Vanzelfsprekend voldoet Van der Vlugt, vakvrouw die ze is, aan regel negen en speelt het verhaal zich af op plaatsen die de lezers van een toeristisch bezoek kunnen kennen, zoals de tempels van Luxor en de kathedraal van Chartres. Dat geeft de lezer het idee dat ook hij dit avontuur zou hebben kunnen meemaken. Eenmaal in Chartres lopen de held en heldin, die uiteraard ook geliefden zijn, door het beroemde labyrint, en eenmaal in het centrum aangekomen omhelzen ze elkaar. Gelukkig maar. Scènes dienen zo voorspelbaar te zijn dat ook functioneel analfabeten de plot kunnen volgen.

Meesterlijk is ook Van der Vlugts verwijzing naar de zogeheten Bagdadbatterij. Die bestaat inderdaad en bevindt zich nog altijd in het vier jaar geleden zo jammerlijk geplunderde Irakese Archeologisch Museum. Het voorwerp lijkt een simpele voltaïsche cel te zijn geweest die gebruikt kan zijn bij het vergulden van voorwerpen door middel van elektrodepositie.

Let wel: het voorwerp kan hebben gediend om stroom op te wekken en lijkt een batterij. Elke archeoloog die Van der Vlugts boek leest, zal willen opmerken dat de interpretatie van het voorwerp met evenveel onzekerheid is omgeven als pakweg de bronzen dodecaëders die in Noordwest-Europa in Romeinse contexten zijn opgegraven. De Bagdad Batterij kan evengoed een andere functie hebben gehad. En elke historicus of aardrijkskundige zal opmerken dat een voorwerp uit het Babylonië van de eerste eeuw voor of na Christus niets, maar dan ook totaal niets, te maken heeft met het Egypte van de Late Bronstijd.

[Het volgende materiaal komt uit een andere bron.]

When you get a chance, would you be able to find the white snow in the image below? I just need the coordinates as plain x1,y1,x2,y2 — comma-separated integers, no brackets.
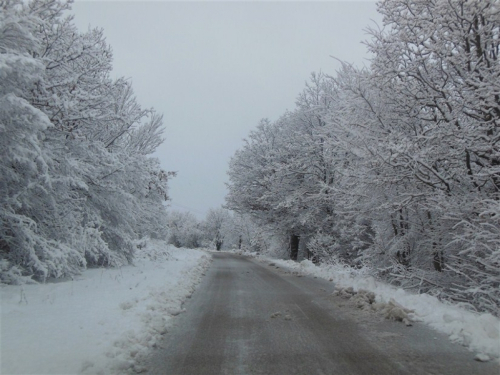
258,256,500,362
0,241,211,374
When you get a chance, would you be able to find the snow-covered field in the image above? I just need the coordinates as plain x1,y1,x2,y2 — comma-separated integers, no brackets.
0,241,211,374
257,256,500,362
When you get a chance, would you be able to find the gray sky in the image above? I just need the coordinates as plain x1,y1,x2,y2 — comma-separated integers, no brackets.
73,0,381,218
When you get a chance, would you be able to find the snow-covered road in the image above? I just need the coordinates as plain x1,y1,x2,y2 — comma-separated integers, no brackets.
144,253,498,375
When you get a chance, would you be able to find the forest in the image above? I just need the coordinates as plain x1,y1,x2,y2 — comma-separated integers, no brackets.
227,0,500,316
0,0,500,316
0,0,172,283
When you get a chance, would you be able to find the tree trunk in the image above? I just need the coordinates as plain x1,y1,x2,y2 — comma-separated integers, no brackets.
215,240,223,251
290,234,300,260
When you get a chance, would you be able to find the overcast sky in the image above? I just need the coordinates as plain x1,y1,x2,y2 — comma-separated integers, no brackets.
73,0,381,218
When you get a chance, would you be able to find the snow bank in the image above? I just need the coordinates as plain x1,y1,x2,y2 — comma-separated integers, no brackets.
0,241,210,374
259,256,500,361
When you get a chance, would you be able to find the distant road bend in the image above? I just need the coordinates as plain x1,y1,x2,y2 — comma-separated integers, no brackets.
146,253,499,375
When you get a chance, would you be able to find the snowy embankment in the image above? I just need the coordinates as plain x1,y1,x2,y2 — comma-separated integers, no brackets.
0,241,211,374
257,256,500,362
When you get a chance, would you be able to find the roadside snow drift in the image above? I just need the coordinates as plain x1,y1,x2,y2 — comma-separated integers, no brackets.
0,241,211,374
258,256,500,362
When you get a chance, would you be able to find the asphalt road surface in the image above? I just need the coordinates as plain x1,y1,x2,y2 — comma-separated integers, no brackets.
145,253,500,375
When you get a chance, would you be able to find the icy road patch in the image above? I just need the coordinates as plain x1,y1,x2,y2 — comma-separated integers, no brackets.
254,254,500,363
0,241,211,374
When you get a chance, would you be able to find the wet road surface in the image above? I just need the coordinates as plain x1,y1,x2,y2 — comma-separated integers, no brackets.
145,253,499,375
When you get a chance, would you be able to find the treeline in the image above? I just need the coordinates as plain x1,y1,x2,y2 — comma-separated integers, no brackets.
227,0,500,315
0,0,171,283
167,208,262,251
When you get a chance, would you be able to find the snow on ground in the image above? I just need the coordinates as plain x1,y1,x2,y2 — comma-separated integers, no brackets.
0,241,211,374
257,256,500,362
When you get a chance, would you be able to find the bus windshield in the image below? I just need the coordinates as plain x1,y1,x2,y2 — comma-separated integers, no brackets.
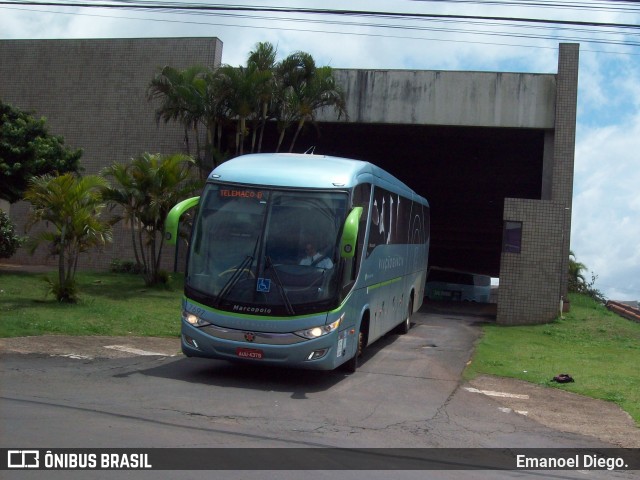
186,184,348,316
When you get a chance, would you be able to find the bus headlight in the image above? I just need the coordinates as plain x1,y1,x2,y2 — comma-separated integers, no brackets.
182,310,211,327
294,315,344,340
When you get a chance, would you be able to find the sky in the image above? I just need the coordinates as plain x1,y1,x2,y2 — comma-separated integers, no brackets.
0,0,640,300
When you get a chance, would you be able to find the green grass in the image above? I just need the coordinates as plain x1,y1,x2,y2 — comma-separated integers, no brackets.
0,271,183,337
465,295,640,425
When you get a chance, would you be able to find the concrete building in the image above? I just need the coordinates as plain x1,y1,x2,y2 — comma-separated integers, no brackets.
0,38,579,324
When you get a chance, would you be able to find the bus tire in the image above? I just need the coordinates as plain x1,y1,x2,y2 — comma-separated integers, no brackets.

We kunnen erop wachten dat een geleerde deze simpele kritiek publiceert, en zo extra aandacht voor Het laatste offer genereert. Van der Vlugt past regel vijftien toe met de accuratesse waarmee een matador een stier de laatste, dodelijke steek toebrengt.

Van der Vlugts grootste kwaliteit is echter dat ze volstrekt geen gevoel heeft voor taal. Neem deze zin uit het begin van Het laatste offer:

“Het is al een hele tijd geleden dat ze seks heeft gehad en om eerlijk te zijn is ze er hard aan toe” (blz.19).

Wie is hier eerlijk? Op het eerste gezicht is het Van der Vlugt die oordeelt dat haar personage een goede beurt nodig heeft. Het is echter de enige keer in de hele roman dat de vertelster expliciet een eigen mening geeft over het handelen of gevoel van haar personages – een literair procédé dat al enige tijd in onbruik is. Het is daarom aannemelijker dat Van der Vlugt bedoelde:

“Het is al een hele tijd geleden dat ze seks heeft gehad en als ze eerlijk tegen zichzelf was, was ze er hard aan toe.”

Ik zou meer voorbeelden kunnen geven, maar het punt moge duidelijk zijn: Van der Vlugt begrijpt niet hoe taal werkt. En dat is een enorme pré. Ze schrijft immers voor een publiek dat zich even slordig uitdrukt.

Helaas krijgt Van der Vlugts boek van haar uitgeverij niet helemaal de zorg die het verdient. Op het omslag staat namelijk dat het gaat om een literaire thriller. Dat is natuurlijk commerciële kamikaze. Literatuur berooft ons van vooroordelen en zo, maar wat heb je daaraan? Niemand betaalt voor onaangename waarheden. Het kan pas handel worden als een boek gangbare ideeën bevestigt – en dat is precies wat Van de Vlugt met haar piramidioterie doet. Het valt voor haar te vrezen dat het publiek zich door de genreaanduiding laat afschrikken.